Yesterday though I was transported back in time to university like Felicity at the end of Season 4.  Suddenly I was watching Fifteen to One in our communal kitchen feeling inadequate for not knowing any of the answers and seeking consolation in my velveteen treasure.  My time machine arrived in the form of Mint Chips.  These are not a new ingredient to millions of Americans who have kept this wonder close to their chest over the years but they are new to me.  They are a delightful lurid green and perform the exact same minty miracle to chocolate as the top layer of a Wispa Mint.  As soon as I tried one of these chips I knew exactly what had to be done. Without further ado I had melted down some chocolate, threw it in the mixer with flour, sugar, eggs and the minty morsels and in less than 15 mins I had some Minted Brownies nestled in the oven.

Mint Chips
Mint Chips2

Since these little guys are an American import you won’t find these at the local supermarket but you can happily find them online as with most things.

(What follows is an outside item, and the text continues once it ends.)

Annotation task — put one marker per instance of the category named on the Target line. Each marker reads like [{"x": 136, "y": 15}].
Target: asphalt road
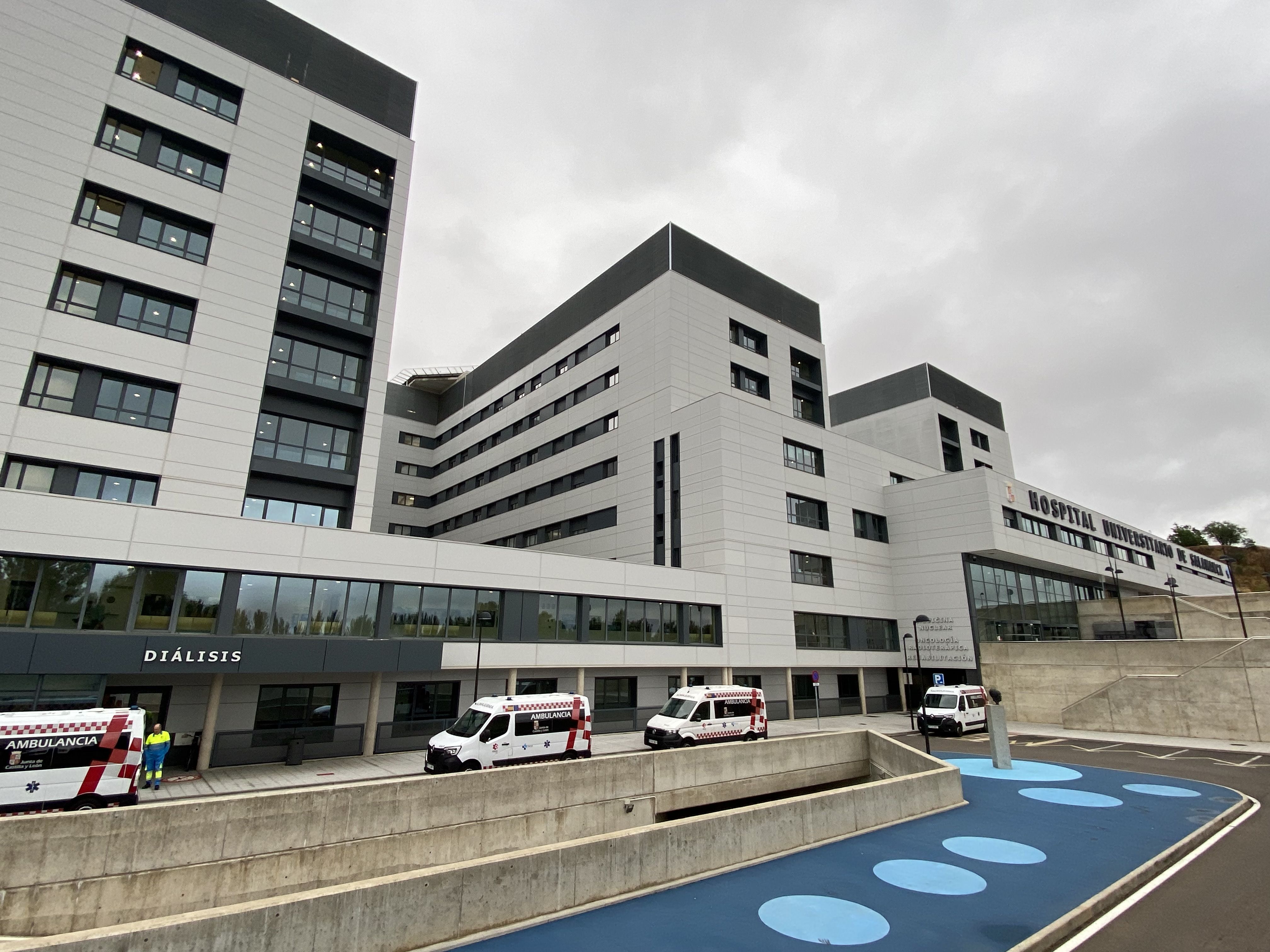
[{"x": 1221, "y": 902}]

The brownie recipe is adapted from one by Niamh Shields from Eatlikeagirl.com who wrote this for ivillage.  Her recipe suits me perfectly as they are dense and fudgey since they only using a scant amount of flour and lots of chocolate.

Minted Brownies

Minted Brownies

225g dark chocolate
100g unsalted butter, cubed
150g caster sugar
50g plain flour (you can use a gluten-free flour blend)
A pinch salt
2 eggs
3 handfuls of mint chips

  1. Preheat the oven to 180°C and prepare a 20cm square brownie pan with greaseproof paper.
  2. Melt the chocolate with the butter in a bain marie or a bowl over simmering water.
  3. Mix the sugar, flour and salt together either in a stand mixer on medium speed or you can easily mix it by hand as well.
  4. Pour in the melted chocolate.
  5. Add the eggs one at a time, mixing well after each addition.
  6. Stir in the mint chips then pour into the prepared brownie pan.
  7. Bake for 20 mins until the top has just set, the mixture should still be wobbly underneath.
  8. Leave to cool in the tin for at least 3 hours before removing and cutting into pieces.